Глава 36. «Возлюбленные ревнители благочестия»
Артем после той вечерней исповеди долго не мог собрать мысли и силы вместе — все разбегалось в разные стороны, как у сумасшедшего.
Он еще накануне видел, что с Верой плохо, но боялся спрашивать: ей, чем дальше, тем больше, требовались доказательства собственной обособленности. Поначалу Артема это обижало, но со временем он привык, вправду поверил, что жена у него сильная и в его поддержке не нуждается. В силу сиротства у него не было других примеров перед глазами.
Все же как он молился в ту ночь! Все свои силы, внимание и любовь отдавал, и самому казалось, что никогда прежде не знал такой молитвы, не ведал, на что способен. Вера пришла поздно, не в себе, сразу легла спать, а он молился до самого утра, пока глаза не закрылись, как книги, но, кажется, Артем продолжал молиться даже во сне…

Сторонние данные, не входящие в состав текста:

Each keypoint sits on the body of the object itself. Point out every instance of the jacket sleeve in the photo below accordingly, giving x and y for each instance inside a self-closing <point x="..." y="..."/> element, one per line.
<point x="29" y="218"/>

…И все равно не мог предвидеть, чего вымолит назавтра. Исповедуя жену, Артем понял многое и про Веру, и про себя самого. В минуту слабости, когда попросил отпустить его, она вдруг резко проявилась перед ним той самой Верой, которую он полюбил семь лет назад, — сероглазой девочкой с открытым сердцем. Сердце Артем так и не смог принять, вернул подарок обратно.
Он сам во всем виноват, думал Артем, и только Верино благородство вытягивает их из болота. Теперь он чувствовал острую благодарность к жене, просто изнывал от желания помочь ей, сделать для нее все, что она только пожелает.
В ближайшие дни Вера перебралась к родителям, вернее, в их пустой городской дом — те так прочно вписались в деревенскую жизнь, что даже и размышлять не желали над возможностью вернуться в Николаевск. Вслух Артем обещал, что к лету — не позднее — освободит квартиру, про себя же знал, что это случится намного раньше.